Kazakhstan: Mayhem mars the end of the school year
Students and parents flout a ban on excessive celebrations.
Kazakh authorities, citing safety concerns, scaled back end-of-school-year festivities, known as the last bell. But such efforts failed to head off widespread incidents of violence and mayhem.
The school year ended May 25 for the country’s approximately 4 million schoolchildren, including 200,000 graduating high school seniors, according to the Ministry of Education. Increasing rowdiness in previous years prompted officials in April to ban the organization of end-of-school special events, including banquets and car caravans for graduates in honor of the ‘last bell.’ A more subdued celebration, dubbed class hour, was instituted for this year “to ensure the safety” of children. Class hour festivities featured opportunities for graduates to summarize their studies and discuss future plans.
“I am confident that this year’s graduates will hold this event at a highly cultural level, without frills, without pompous celebrations, at a spiritual and moral level,” said Minister of Education Gani Beisembayev, when announcing the change in plans.
The students, and their parents, had other ideas, however.

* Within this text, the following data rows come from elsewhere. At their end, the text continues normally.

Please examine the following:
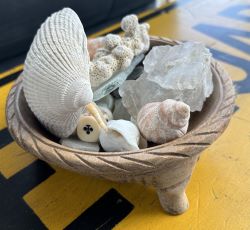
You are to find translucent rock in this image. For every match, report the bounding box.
[111,66,143,98]
[119,42,213,119]
[96,94,115,111]
[60,137,100,152]
[93,54,144,101]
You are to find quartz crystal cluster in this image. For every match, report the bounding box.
[119,42,213,119]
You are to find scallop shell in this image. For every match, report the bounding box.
[23,8,93,138]
[99,120,140,152]
[137,99,190,144]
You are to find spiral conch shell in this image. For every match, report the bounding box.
[23,8,106,137]
[137,99,190,144]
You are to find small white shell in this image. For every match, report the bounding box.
[99,120,140,152]
[23,8,93,137]
[137,99,190,144]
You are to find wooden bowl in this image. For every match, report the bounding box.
[6,37,235,214]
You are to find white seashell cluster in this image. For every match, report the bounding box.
[23,8,93,137]
[99,120,140,152]
[90,15,150,88]
[137,99,190,144]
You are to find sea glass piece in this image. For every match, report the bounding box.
[92,54,144,101]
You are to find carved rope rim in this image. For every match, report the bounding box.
[6,37,235,175]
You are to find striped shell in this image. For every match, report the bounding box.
[137,99,190,144]
[23,8,93,138]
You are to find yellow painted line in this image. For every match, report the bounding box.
[0,142,36,178]
[0,0,250,230]
[0,82,14,130]
[24,168,111,229]
[0,64,23,79]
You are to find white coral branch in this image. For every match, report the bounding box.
[90,15,149,87]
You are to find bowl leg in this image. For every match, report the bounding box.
[157,178,189,215]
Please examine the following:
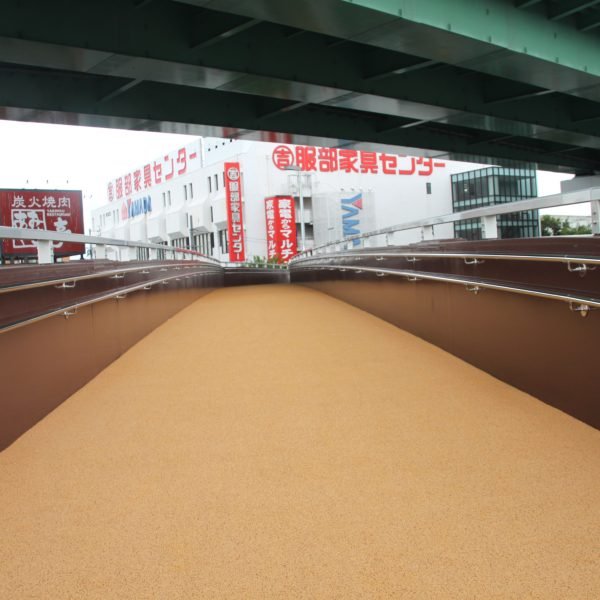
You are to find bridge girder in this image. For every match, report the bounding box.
[0,0,600,173]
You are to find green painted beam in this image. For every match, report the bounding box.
[341,0,600,76]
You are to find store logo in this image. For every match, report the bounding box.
[227,167,240,181]
[126,196,152,219]
[342,192,363,246]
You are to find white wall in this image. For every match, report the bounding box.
[93,140,488,259]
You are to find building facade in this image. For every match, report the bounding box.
[451,167,540,240]
[92,139,516,261]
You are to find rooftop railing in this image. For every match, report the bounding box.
[291,187,600,256]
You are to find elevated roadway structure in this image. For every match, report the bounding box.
[0,0,600,174]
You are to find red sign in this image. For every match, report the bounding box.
[265,196,298,262]
[272,145,446,177]
[0,190,85,256]
[106,141,202,202]
[224,162,246,262]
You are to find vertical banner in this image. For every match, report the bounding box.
[265,196,298,262]
[224,162,246,262]
[0,190,85,256]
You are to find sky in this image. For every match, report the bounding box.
[0,121,590,226]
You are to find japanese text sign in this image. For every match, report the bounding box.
[265,196,298,262]
[272,144,446,177]
[0,190,85,256]
[107,141,202,202]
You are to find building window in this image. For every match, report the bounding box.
[451,167,539,239]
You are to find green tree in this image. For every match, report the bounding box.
[542,215,592,235]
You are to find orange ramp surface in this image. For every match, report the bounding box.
[0,286,600,600]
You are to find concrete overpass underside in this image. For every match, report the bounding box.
[0,0,600,174]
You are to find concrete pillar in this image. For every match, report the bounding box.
[590,200,600,234]
[481,216,498,240]
[37,240,54,265]
[421,225,435,241]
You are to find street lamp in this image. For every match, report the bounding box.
[283,165,306,252]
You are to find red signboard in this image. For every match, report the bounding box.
[272,144,446,177]
[0,190,85,256]
[106,141,202,202]
[265,196,298,262]
[224,162,246,262]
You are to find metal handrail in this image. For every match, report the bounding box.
[0,226,220,263]
[0,262,221,294]
[0,268,220,334]
[290,265,600,316]
[290,187,600,262]
[221,262,288,271]
[294,246,600,265]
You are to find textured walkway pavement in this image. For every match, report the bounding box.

Flouting the ban, students around the country organized caravans, in which cars crammed with seniors careen about town honking horns and generally ignoring the rules of the road. In many cases students were drinking and driving. Police made dozens of arrests.
The ban on banquets and big parties was also roundly ignored. Authorities in the Mangystau region, for example, conducted multiple raids on illicit bashes, held in spaces rented by parents so that graduates could secretly celebrate.
A school principal in Mangystau, Askar Dosov, said that parents in his district signed a pledge to adhere to the government ban, only to ignore it. “It is you, parents, who [should] understand that all prohibitions are aimed solely at the safety of your children,” Dosov was quoted as saying by the Lada.kz news site.
Several instances of end-of-school-related violence have been reported. In Astana, a female graduate was reported to be in critical but stable condition after being stabbed by another student May 26.
On the same day, the Buzyq Telegram channel posted a video in which two graduates in Almaty were seen repeatedly punching and kicking what appears to be another student. One of the attackers was wearing a 2024 school graduate's ribbon. According to police, the alleged attackers have been detained.
Almaz Kumenov is an Almaty-based journalist.